In the papers filed by BMW with the NHTSA on March 24, 2016, the company said that the airbag control module was not produced to specification.
The automaker specified that their recall only targets specific units manufactured between July 1, 2015, and December 11, 2015, which are believed to be affected by the issue.
As it turns out, only the 740Li, 750Li, and 750Lxi versions of the MY2016 7 Series will be recalled. BMW said that these were equipped with an airbag control model that “could contain metallic stamping particle residue.” Unlike the Takata situation, the airbag control modules that BMW wants to call back might cause a short circuit.

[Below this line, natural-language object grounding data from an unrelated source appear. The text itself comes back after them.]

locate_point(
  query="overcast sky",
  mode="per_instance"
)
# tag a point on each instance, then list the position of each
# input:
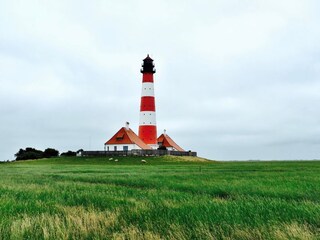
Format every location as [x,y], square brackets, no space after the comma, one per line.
[235,79]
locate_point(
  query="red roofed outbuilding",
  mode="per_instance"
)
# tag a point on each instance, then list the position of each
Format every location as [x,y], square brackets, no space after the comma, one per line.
[166,141]
[125,139]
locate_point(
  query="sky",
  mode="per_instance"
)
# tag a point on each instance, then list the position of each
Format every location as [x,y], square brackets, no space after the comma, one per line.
[235,80]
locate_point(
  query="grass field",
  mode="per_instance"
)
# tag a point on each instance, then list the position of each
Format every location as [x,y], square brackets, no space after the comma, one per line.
[166,198]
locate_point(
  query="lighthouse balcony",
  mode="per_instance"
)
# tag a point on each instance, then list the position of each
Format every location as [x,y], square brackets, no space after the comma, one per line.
[147,70]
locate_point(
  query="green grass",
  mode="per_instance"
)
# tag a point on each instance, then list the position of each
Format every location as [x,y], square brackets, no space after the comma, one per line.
[166,198]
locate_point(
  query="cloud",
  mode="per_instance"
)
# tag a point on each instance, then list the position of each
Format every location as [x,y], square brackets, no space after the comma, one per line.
[235,79]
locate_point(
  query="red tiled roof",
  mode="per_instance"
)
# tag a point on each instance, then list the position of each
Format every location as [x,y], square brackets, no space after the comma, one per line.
[166,141]
[127,136]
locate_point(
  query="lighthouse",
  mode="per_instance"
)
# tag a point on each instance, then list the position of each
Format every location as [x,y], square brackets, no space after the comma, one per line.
[147,123]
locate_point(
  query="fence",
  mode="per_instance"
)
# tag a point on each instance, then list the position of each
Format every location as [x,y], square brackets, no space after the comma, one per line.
[137,152]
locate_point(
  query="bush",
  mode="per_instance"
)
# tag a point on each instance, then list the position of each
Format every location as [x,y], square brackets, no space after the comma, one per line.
[32,153]
[50,152]
[68,154]
[28,153]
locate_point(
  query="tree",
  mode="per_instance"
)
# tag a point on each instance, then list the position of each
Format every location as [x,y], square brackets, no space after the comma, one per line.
[28,153]
[68,154]
[50,152]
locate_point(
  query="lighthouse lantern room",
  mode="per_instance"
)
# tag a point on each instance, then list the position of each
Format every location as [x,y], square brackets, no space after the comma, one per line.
[147,123]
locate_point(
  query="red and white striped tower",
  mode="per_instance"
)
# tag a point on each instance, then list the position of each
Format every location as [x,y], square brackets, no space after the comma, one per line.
[147,124]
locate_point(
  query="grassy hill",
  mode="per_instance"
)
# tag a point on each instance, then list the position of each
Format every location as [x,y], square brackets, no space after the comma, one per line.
[166,198]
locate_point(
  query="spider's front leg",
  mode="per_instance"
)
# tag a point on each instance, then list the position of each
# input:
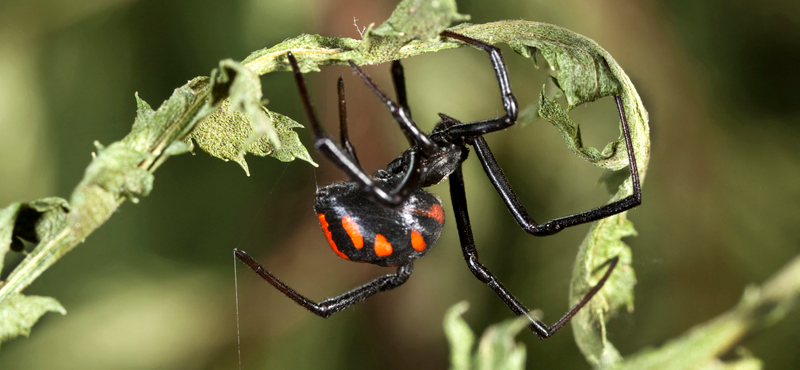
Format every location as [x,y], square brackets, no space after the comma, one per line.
[344,159]
[331,306]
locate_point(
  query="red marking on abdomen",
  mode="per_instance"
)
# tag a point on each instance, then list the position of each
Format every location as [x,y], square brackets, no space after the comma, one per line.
[382,246]
[437,212]
[353,231]
[328,235]
[417,241]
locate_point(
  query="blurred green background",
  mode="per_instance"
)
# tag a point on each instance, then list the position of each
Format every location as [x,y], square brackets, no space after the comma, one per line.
[154,287]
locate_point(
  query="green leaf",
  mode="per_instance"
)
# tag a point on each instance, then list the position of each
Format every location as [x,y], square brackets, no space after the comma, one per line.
[226,134]
[30,222]
[601,244]
[459,336]
[497,349]
[20,312]
[8,218]
[412,25]
[412,20]
[242,124]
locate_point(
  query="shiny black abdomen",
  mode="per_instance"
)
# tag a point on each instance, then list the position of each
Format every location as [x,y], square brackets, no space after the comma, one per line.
[360,230]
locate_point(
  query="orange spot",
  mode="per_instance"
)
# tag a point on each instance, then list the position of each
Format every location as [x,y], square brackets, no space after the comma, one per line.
[382,246]
[352,229]
[417,242]
[437,213]
[328,235]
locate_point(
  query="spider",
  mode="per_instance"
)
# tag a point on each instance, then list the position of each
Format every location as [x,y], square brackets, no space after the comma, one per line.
[387,219]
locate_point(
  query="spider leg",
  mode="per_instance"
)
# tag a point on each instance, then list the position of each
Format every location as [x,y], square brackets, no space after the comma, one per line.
[399,80]
[344,138]
[400,112]
[325,145]
[482,273]
[333,305]
[501,184]
[478,128]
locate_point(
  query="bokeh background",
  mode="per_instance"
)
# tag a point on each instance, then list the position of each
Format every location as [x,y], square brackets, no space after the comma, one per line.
[154,287]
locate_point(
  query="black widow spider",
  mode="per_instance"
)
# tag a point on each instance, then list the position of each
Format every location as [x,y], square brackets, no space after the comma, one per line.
[388,220]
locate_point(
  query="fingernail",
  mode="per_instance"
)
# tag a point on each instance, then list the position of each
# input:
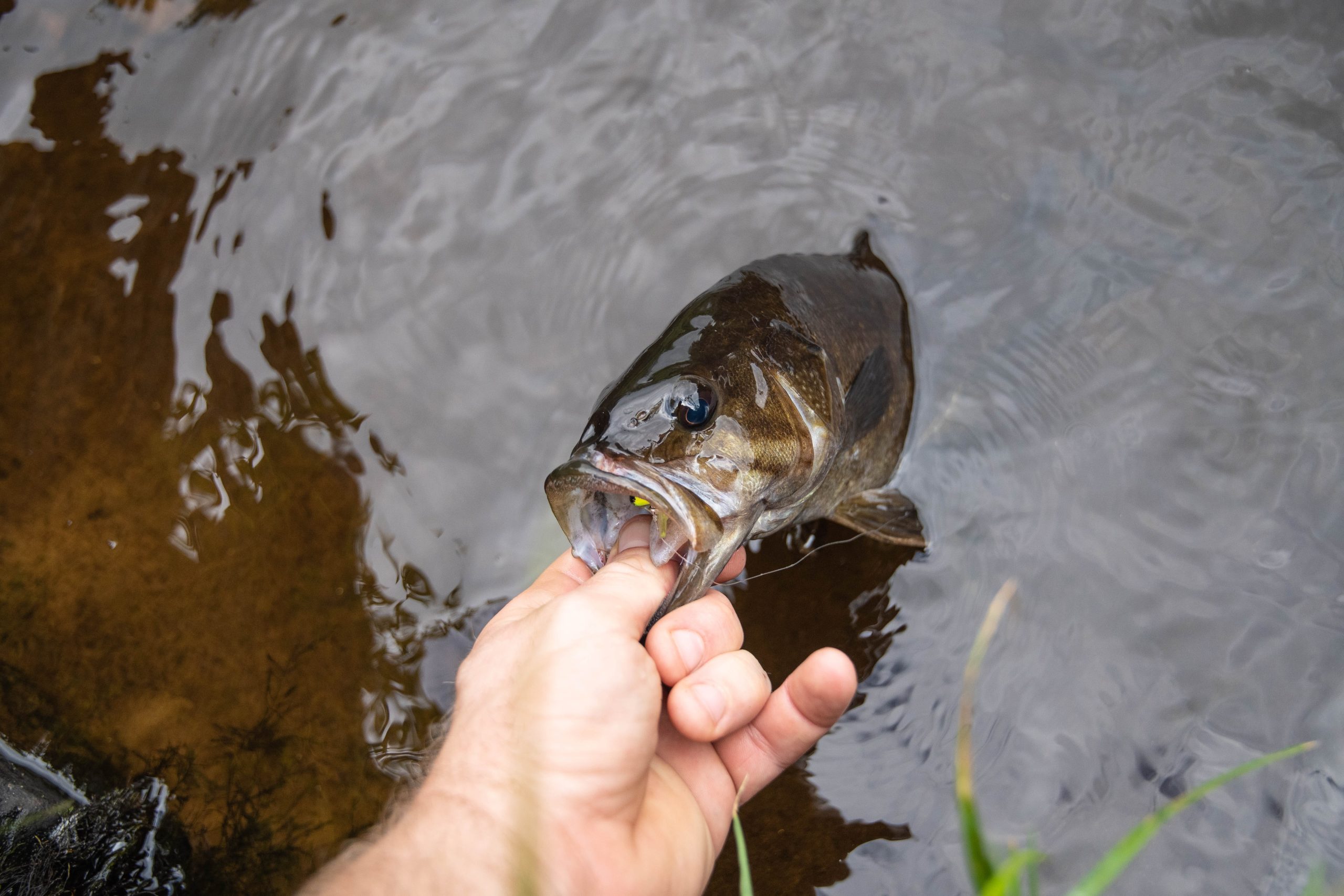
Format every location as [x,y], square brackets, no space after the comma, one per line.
[635,535]
[690,647]
[711,700]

In extreme circumstances, the short circuit of the airbag control module could briefly make the unit inoperable. As BMW’s papers filed with the NHTSA explain, if the entire situation happened during or before an accident of “sufficient severity,” the airbags might not deploy during the period in which the module is inoperative.
BMW was informed by Continental AG about the issue on December 4, 2015. The supplier provided the German automaker with preliminary information concerning a possible manufacturing error, along with an analysis involving potential consequences.
BMW initiated an internal investigation on February 11, 2015, to verify Continental’s assessment, and it also started an on-field review. Following two warranty claims that might be associated, but have not been conclusively confirmed as such, the German carmaker decided to conduct a voluntary safety recall.
Customers will be notified starting May 16, 2016, while dealers were notified on March 24, 2016. All affected airbag modules will be replaced without any cost to the customer. BMW has not received any reports and is not aware of any injuries or fatalities related to this potential issue.